Eisai, with an R&D budget of around $1.5 billion, no longer sees the need for a big acquisition even as it braces for the 2010 expiration of Aricept, its blockbuster Alzheimer's drug.
I would not speak against a big pharma model, but in the coming era we have to focus on improving efficiency and productivity, Eisai President Haruo Naito said last month. I think we will only make small acquisitions here and there to take in technology and products.
Japan's top three drugmakers -- Takeda, Astellas and Daiichi Sankyo -- have a healthy cash cushion and could take on debt to finance a big deal.
Takeda has 223 billion yen of cash and deposits after its all-cash Millennium deal. Astellas has 255 billion yen in cash and no borrowings. Daiichi Sankyo has 161 billion yen in cash.
But they would find it hard to convince investors of the merits of a big buy at a time when they are trying to squeeze value from past acquisitions and struggling to get drugs already in the pipeline to market.
They also face a global economic slowdown, rising development costs, tougher generic competition and sliding prices as the U.S. and other governments look to rein in medical costs.
Shares of Takeda, which expects its recurring profit to nearly halve in the year to end-March, hit a 10-year low on March 9 on worries that the replacement for Actos, its key diabetes drug, could be delayed in the United States.
In line with industry trends, the efficiency of R&D at Takeda is falling. It has money, but I don't see any more need for acquisitions, said Kumi Miyauchi, sector analyst at Daiwa Institute of Research.
It bought Millennium to expand its presence in the cancer drug market. However, because everyone is focused on this market, severe competition and thin margins may be waiting ahead for Takeda's drugs in the pipeline. One thing it can do to cut costs is to narrow its therapeutic areas, she said.
Daiichi Sankyo's experience with Ranbaxy offers a cautionary tale about the risks of a large deal.
Daiichi Sankyo incurred a first-ever quarterly loss in October-December as its stake in Ranbaxy slumped by two-thirds on a scandal-led import ban on its products in the United States.
Astellas is the one major Japanese drugmaker seen needing an acquisition.
Astellas is desperate (for new income sources). It's up against the wall, said Credit Suisse drug analyst Fumiyoshi Sakai.

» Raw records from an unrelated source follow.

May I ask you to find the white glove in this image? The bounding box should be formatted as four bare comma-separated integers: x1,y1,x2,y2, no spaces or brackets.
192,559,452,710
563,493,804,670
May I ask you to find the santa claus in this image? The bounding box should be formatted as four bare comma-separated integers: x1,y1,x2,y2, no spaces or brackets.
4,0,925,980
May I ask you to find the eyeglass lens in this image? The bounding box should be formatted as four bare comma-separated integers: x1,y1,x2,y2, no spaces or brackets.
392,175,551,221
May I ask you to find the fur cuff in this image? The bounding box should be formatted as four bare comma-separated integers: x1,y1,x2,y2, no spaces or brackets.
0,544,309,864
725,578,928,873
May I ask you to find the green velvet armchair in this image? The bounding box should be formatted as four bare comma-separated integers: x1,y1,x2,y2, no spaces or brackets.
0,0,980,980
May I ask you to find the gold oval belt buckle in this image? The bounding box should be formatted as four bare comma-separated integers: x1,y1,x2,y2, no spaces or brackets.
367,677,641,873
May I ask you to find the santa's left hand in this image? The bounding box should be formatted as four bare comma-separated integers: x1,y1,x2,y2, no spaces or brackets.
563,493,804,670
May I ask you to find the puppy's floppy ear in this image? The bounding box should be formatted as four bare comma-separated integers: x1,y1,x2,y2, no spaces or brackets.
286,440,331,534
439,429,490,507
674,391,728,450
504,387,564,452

Its Prograf transplant drug has lost U.S. patent protection, and its Flomax prostate drug, its second best-selling product, will lose exclusivity in the United States in October.
Astellas dropped plans to introduce a follow-up, Prograf MR, in the United States and a new antibiotic, Telavancin, in Europe, and it faces a fall in recurring profit as early as this year amid competition from generic drugmakers in some areas, such as transplant drugs.
It still needs some kind of strategic investment, rather than just buying back its own shares to enhance shareholder returns. But it remains unclear what exactly the company can do to improve its outlook, Daiwa's Miyauchi said.
Astellas, which had hoped for synergy between its U.S. hospital franchise and CV's products, including the Ranexa cardiovascular disease treatment, said it would continue looking for acquisitions and licensing deals.